Alternate Fee Calculation/Allocation Models
By now, most retirement plan sponsors have an understanding of the two primary methods used by recordkeepers to charge fees to plans and participants:
- As a percentage of plan assets - Typically expressed in hundredths of a percent, or basis points (e.g., ten basis points = one-tenth of one percent). Under this method, participants with larger account balances are charged a higher fee, in terms of dollars, than participants with smaller account balances.
- As a flat dollar amount per participant account balance - Otherwise known as a per-head or per capita charge (e.g., $50 per head). The same flat dollar amount is charged to each participant, regardless of account balance size.
If you are looking for some additional background or need a refresher on these two approaches, be sure to check out my colleague Earle Allen’s article on the subject. Both methods have their advantages and disadvantages, which is why some recordkeepers have developed additional methods for charging fees that are modified versions of the aforementioned or incorporate elements of both. This edition of Top of Mind takes a closer look at these emerging models.
While a number of alternative models have been proposed by recordkeepers, the ones that appear to attract the most plan sponsor attention are:
- Modified flat fee - As pointed out in my last Top of Mind on the subject, the use of flat dollar amounts per head can erode retirement savings at a critical time - when one has just started the process. Thus, some sponsors who decide on a per-head approach have decided to waive the fee for balances under a certain amount (e.g., $1,000). Others do not waive the fee, but charge a lower dollar amount for smaller balances. Of course, waiting or lowering this fee for smaller balances increases the per-head charge for everyone else, so that may not always be a desirable solution. However, this fee methodology is relatively simple to communicate to participants.
- Basis point allocation of flat dollar fee - This method takes the modified flat fee a step further. The fee is calculated as a per-head charge (e.g., $50 per head on 1,000 account balances = $50,000), but then the total dollar amount is allocated on a pro-rata basis to participants based on account balance size. For example, if there were $50,000 in total fees ($50 x 1,000 account balances) and my average annual account balance represents 1% of total plan assets, my fee for that year would be 1% of $50,000, or $500. In theory, this hybrid approach takes the best of both basic models (% of plan assets and per head) without the primary disadvantage of either (fees growing as plan assets grow in the % of plan assets model, negative small balance impacts in the per-head model). However, the model doesn’t work well if there are a lot of small balance accounts (e.g., in auto-enrolled plans, plans with high employee turnover, and plans where small account balances are not cashed out), since the dollars charged to high-balance employees become too cost-prohibitive. And communicating this fee structure to participants? Good luck with that!
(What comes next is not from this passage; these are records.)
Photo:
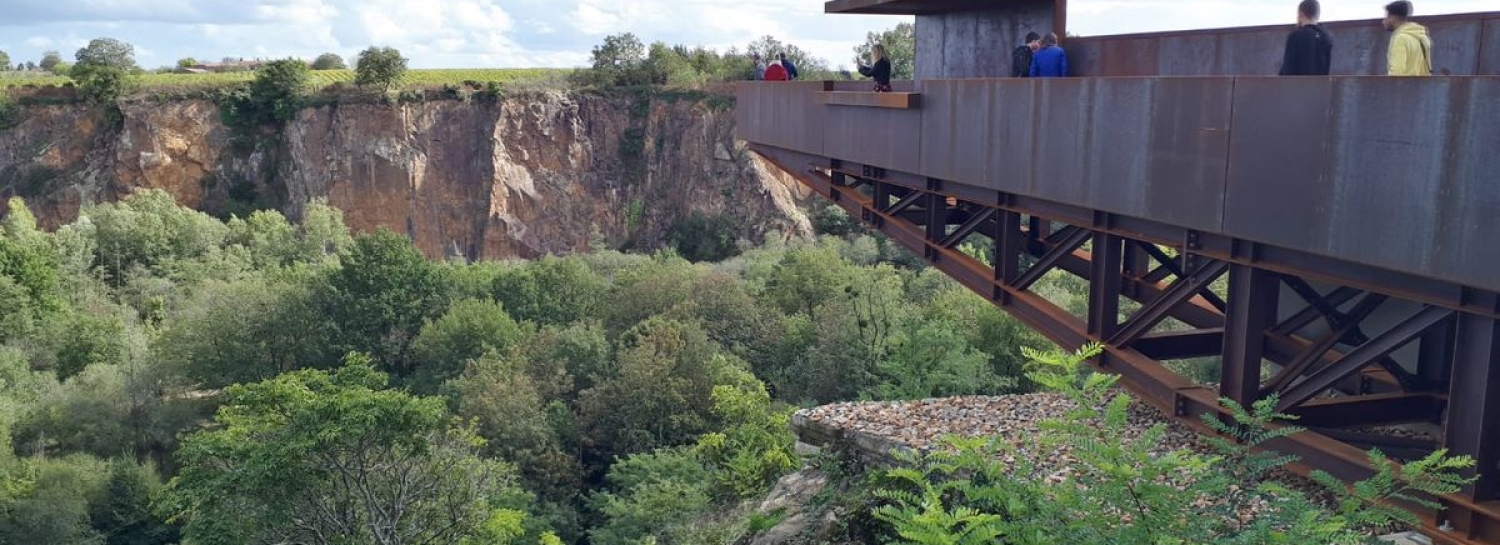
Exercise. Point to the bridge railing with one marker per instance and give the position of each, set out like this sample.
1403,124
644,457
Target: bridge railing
1395,173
- Percentage of assets/basis point fee with a per-head cap - This is a percentage of plan assets model (e.g., 10 basis points), where the recordkeeper has agreed to cap total dollars it collects at a fee per head (e.g., 10 basis points, not to exceed $50 per head). The fee, in theory, could be capped per participant account (e.g., 10 basis points not to exceed $50) but the more common approach is to cap the plan fee based on total dollars collected (e.g., 10 basis points, not to exceed a total dollar amount of $50 x 1,000 participants or $50,000). Thus, each participant account is charged 10 basis points until the dollar cap is reached, at which point the fees are frozen until the fees are under the cap again due to, say, an increase in the amount of participants. This hybrid approach also addresses the primary disadvantages of both basic models. However, it is often difficult for recordkeepers to price such a model in a manner that is fair to both the recordkeeper and the plan sponsor, and the method can be difficult to administer. Participant communication for the percent of assets model is similar in complexity.
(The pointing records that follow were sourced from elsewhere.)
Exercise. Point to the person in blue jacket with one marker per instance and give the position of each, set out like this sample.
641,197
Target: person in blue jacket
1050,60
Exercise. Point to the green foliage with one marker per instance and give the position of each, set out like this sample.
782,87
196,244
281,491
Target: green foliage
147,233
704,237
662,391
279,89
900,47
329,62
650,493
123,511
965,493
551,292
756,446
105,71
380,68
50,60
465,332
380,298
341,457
As you can see, calculating recordkeeping fees and charging them to participants is a matter that should be carefully considered by fiduciaries, especially in light of emerging methods in this area (though it should be noted that not all recordkeepers will be able to administer all of the models described above). The best model for one plan may not be the best model for another due to demographic plan differences, such as the number of small account balances. Working with the proper advisor should enable plan sponsors to find the methodology for fee calculation and allocation that is best for them.
Note: This feature is to provide general information only, does not constitute legal advice, and cannot be used or substituted for legal or tax advice.